Do you need to handle datasets that are larger than 100GB?
Assuming you are running code on the personal laptop, for example, with 32GB of RAM, which DataFrame should you go with? Pandas, Dask or PySpark? What are their scaling limits?
The purpose of this article is to suggest a methodology that you can apply in daily work to pick the right tool for your datasets.
If the size of a dataset is less than 1 GB, Pandas would be the best choice with no concern about the performance.
1GB to 100 GB
If the data file is in the range of 1GB to 100 GB, there are 3 options:
- Use parameter “chunksize” to load the file into Pandas dataframe
- Import data into Dask dataframe
- Ingest data into PySpark dataframe
What if the dataset is larger than 100 GB?
Pandas is out immediately due to the local memory constraints. How about Dask? It might be able to load the data into Dask DataFrame depends on the datasets. However, the code would be hanging when you call APIs.
PySpark can handle petabytes of data efficiently because of its distribution mechanism.
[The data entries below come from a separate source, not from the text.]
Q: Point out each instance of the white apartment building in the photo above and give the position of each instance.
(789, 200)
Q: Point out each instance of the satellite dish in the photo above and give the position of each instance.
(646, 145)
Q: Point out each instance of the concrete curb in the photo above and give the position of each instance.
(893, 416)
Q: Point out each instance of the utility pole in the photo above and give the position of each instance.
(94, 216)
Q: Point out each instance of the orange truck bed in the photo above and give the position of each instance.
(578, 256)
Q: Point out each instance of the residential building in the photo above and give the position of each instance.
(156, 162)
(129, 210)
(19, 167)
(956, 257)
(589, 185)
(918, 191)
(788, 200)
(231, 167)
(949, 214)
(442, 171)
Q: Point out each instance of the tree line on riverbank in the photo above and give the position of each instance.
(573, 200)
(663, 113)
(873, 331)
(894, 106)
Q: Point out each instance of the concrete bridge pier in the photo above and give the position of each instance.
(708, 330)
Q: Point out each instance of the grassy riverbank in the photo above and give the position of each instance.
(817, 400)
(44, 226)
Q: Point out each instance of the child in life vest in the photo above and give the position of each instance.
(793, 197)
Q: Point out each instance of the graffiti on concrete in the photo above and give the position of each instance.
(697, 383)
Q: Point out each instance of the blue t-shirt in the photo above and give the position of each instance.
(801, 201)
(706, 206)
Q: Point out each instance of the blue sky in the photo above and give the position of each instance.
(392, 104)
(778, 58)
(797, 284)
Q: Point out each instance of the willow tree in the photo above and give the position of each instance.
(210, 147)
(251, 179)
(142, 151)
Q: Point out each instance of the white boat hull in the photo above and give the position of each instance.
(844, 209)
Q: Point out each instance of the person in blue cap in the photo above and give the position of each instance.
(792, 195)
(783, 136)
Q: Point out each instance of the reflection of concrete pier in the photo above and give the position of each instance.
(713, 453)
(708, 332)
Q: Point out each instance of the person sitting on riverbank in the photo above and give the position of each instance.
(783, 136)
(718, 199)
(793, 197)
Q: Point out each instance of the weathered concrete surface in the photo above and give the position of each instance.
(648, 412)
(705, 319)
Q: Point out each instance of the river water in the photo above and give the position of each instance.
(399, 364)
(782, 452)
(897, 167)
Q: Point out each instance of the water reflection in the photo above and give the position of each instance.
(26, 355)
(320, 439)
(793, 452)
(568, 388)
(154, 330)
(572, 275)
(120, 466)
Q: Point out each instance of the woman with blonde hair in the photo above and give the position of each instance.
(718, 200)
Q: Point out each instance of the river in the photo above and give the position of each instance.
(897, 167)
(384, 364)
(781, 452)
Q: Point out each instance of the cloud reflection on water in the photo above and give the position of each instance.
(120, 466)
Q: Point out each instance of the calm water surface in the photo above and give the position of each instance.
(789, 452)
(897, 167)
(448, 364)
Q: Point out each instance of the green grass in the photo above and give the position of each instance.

The SQL like operations are intuitive to data scientists which can be run after creating a temporary view on top of Spark DataFrame. Spark SQL also allows users to tune the performance of workloads by either caching data in memory or configuring some experimental options.
Then, do we still need Pandas since PySpark sounds super?
The answer is “Yes, definitely!”
There are at least two advantages of Pandas that PySpark could not overcome:
- stronger APIs
- more libraries, i.e. matplotlib for data visualization
In practice, I would recommend converting Spark DataFrame to a Pandas DataFrame using method toPandas() with optimization with Apache Arrow. Examples can be found at this link.
It should be done ONLY on a small subset of the data. For example, the subset of the data you would like to apply complicated methods on, or the data you would like to visualize.
In this article, we went through 3 scenarios based on the volumes of data and offered solutions for each case. The core idea is to use PySpark for the large dataset and convert the subset of data into Pandas for advanced operations.
Curious. How do you handle large datasets (>100GB) on your laptop at work?